La formation des policiers afghans par les États-Unis a été improvisée

Les rapports du SIGAR [Special Inspector General for Afghanistan Reconstruction], l’organisme américain chargé de contrôler a politique afghane des États-Unis depuis 2001, doivent constituer une source inépuisable pour les spécialistes de la théorie des organisations. Et ils aideront sans doute aussi les historiens à comprendre (ou à ne pas comprendre) l’enchaînement des faits qui ont amené la situation dans laquelle se trouve actuellement l’Afghanistan…

Entre les gaspillages et les décisions aussi surprenantes que contestables relevés, année après année, par le SIGAR, il n’y a que l’embarras du choix. C’est ce qui explique que, 16 ans après le début de l’intervention américaine et 70 milliards de dollars dépensés pour bâtir des forces de sécurité afghanes, le gouvernement de Kaboul contrôle à peine 60% de son territoire.

Et parmi ces éléments qui ont abouti à la situation actuelle, John Sopko, le chef du SIGAR, vient de pointer la formation des forces afghanes de police. Et visiblement, Washington a donné dans l’improvisation la plus totale.

Ainsi, a relevé M. Sopko, les États-Unis ne dispisant pas d’une unité spécifique « de la formation en environnement hostile », l’instruction des policers afghans a de facto été déléguée aux militaires, dont ce n’est pas le métier.

« L’un des officiers a regardé des séries télé comme NCIS (…) pour savoir ce qu’il devait enseigner », a ainsi révélé le chef du SIGAR, le 21 septembre, lors d’une intervention devant le Center for Strategic and International studies.

« Dans l’est de l’Afghanistan, nous avons rencontré un pilote d’hélicoptère de l’armée américaine chargé de l’enseignement du maintien de l’ordre », a encore raconté M. Sopko.

Quant au contenu des formations, il était basé (et l’est-il encore?) sur des « PowerPoint hérités des opérations de l’Otan… dans les Balkans. » Et le chef du SIGAR d’insister : « Les présentations étaient non seulement d’une pertinence contestable pour l’Afghanistan, mais omettaient également le fort taux d’illettrisme dans la police. »

Dans le fond, les rapports du SIGAR ne sont guère surprenants. En octobre 2011, et alors qu’il venait d’être relevé de son commandement en Afghanistan pour avoir critiqué le président Obama, l’ex-général américain Stanley McChrystal, avait déjà pratiquement tout dit.

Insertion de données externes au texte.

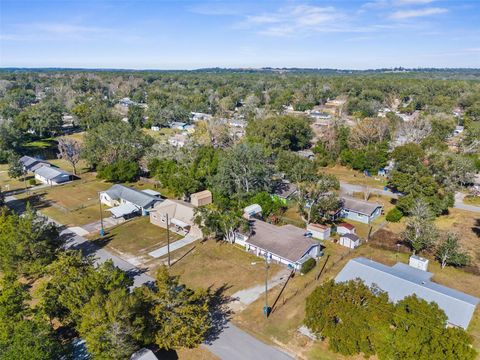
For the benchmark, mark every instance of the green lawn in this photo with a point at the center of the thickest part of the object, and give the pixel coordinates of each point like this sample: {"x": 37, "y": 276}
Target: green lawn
{"x": 137, "y": 237}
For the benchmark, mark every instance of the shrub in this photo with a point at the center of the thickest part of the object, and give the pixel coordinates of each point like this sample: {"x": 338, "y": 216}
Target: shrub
{"x": 394, "y": 215}
{"x": 308, "y": 265}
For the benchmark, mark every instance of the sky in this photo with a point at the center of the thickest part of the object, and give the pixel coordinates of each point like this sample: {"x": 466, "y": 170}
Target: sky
{"x": 155, "y": 34}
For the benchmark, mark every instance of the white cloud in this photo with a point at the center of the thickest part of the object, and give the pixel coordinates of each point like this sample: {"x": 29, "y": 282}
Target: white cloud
{"x": 408, "y": 14}
{"x": 297, "y": 19}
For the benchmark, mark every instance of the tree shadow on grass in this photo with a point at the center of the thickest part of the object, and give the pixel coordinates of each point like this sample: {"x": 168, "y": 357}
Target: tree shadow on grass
{"x": 219, "y": 311}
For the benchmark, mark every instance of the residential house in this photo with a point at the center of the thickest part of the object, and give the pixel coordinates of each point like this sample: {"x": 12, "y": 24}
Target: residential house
{"x": 201, "y": 198}
{"x": 31, "y": 164}
{"x": 126, "y": 201}
{"x": 360, "y": 210}
{"x": 349, "y": 240}
{"x": 52, "y": 176}
{"x": 402, "y": 280}
{"x": 174, "y": 213}
{"x": 345, "y": 228}
{"x": 285, "y": 244}
{"x": 319, "y": 231}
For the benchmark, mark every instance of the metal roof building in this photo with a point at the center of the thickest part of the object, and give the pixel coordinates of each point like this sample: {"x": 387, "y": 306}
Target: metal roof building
{"x": 401, "y": 280}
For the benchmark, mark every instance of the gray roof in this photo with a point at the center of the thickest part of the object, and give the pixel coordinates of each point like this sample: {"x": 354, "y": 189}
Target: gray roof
{"x": 134, "y": 196}
{"x": 360, "y": 206}
{"x": 402, "y": 280}
{"x": 352, "y": 237}
{"x": 52, "y": 173}
{"x": 286, "y": 241}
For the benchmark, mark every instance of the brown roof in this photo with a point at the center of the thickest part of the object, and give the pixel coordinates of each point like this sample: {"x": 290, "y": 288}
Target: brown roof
{"x": 286, "y": 241}
{"x": 360, "y": 206}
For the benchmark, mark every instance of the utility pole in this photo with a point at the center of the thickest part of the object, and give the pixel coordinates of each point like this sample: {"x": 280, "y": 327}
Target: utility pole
{"x": 102, "y": 230}
{"x": 266, "y": 309}
{"x": 168, "y": 241}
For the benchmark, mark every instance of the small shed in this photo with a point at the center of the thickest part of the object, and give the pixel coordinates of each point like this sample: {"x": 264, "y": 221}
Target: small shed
{"x": 418, "y": 262}
{"x": 349, "y": 240}
{"x": 345, "y": 228}
{"x": 252, "y": 210}
{"x": 319, "y": 231}
{"x": 201, "y": 198}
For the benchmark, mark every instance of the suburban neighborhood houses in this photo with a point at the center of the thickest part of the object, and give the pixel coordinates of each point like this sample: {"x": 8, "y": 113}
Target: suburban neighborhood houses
{"x": 239, "y": 180}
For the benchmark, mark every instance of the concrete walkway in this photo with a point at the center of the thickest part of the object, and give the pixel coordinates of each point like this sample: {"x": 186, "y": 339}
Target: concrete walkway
{"x": 190, "y": 238}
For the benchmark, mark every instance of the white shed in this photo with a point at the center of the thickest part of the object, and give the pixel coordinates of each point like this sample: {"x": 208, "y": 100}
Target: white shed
{"x": 418, "y": 262}
{"x": 349, "y": 240}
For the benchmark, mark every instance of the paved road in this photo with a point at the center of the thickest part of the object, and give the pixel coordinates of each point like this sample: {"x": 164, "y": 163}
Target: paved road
{"x": 231, "y": 343}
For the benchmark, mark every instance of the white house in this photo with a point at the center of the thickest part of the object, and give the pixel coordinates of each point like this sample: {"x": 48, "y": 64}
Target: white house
{"x": 345, "y": 228}
{"x": 319, "y": 231}
{"x": 126, "y": 201}
{"x": 349, "y": 240}
{"x": 52, "y": 176}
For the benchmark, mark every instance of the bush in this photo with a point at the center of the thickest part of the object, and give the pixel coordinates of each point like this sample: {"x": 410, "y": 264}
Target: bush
{"x": 308, "y": 265}
{"x": 394, "y": 215}
{"x": 120, "y": 171}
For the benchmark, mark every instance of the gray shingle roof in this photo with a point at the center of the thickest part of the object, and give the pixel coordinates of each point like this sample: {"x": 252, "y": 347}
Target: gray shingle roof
{"x": 52, "y": 173}
{"x": 402, "y": 280}
{"x": 134, "y": 196}
{"x": 286, "y": 241}
{"x": 360, "y": 206}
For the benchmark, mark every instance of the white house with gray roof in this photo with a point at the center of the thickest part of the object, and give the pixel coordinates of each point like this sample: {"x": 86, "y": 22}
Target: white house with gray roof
{"x": 360, "y": 210}
{"x": 402, "y": 280}
{"x": 126, "y": 201}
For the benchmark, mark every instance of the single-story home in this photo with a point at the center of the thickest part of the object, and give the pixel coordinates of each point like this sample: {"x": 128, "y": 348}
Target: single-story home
{"x": 51, "y": 175}
{"x": 402, "y": 280}
{"x": 201, "y": 198}
{"x": 31, "y": 164}
{"x": 349, "y": 240}
{"x": 176, "y": 213}
{"x": 285, "y": 244}
{"x": 319, "y": 231}
{"x": 126, "y": 201}
{"x": 345, "y": 228}
{"x": 360, "y": 210}
{"x": 284, "y": 190}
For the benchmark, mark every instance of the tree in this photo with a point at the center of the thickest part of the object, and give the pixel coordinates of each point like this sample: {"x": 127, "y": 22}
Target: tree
{"x": 110, "y": 142}
{"x": 316, "y": 199}
{"x": 420, "y": 232}
{"x": 449, "y": 252}
{"x": 351, "y": 315}
{"x": 283, "y": 132}
{"x": 69, "y": 150}
{"x": 27, "y": 243}
{"x": 243, "y": 170}
{"x": 181, "y": 315}
{"x": 135, "y": 116}
{"x": 112, "y": 324}
{"x": 419, "y": 332}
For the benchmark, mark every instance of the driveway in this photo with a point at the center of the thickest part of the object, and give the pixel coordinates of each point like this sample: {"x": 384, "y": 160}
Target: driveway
{"x": 231, "y": 342}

« Nous n’en savions pas assez et nous n’en savons pas encore assez. […] La plupart d’entre-nous – moi y compris – avions une compréhension très superficielle de la situation et de l’histoire (de l’Afghanistan) et nous avions une vue terriblement simpliste de l’histoire récente », avait-il admis, devant le Council on Foreign Relations. « Les forces américaines ne connaissaient pas les langues du pays et n’ont pas fait un effort efficace pour les apprendre », avait-il aussi affirmé.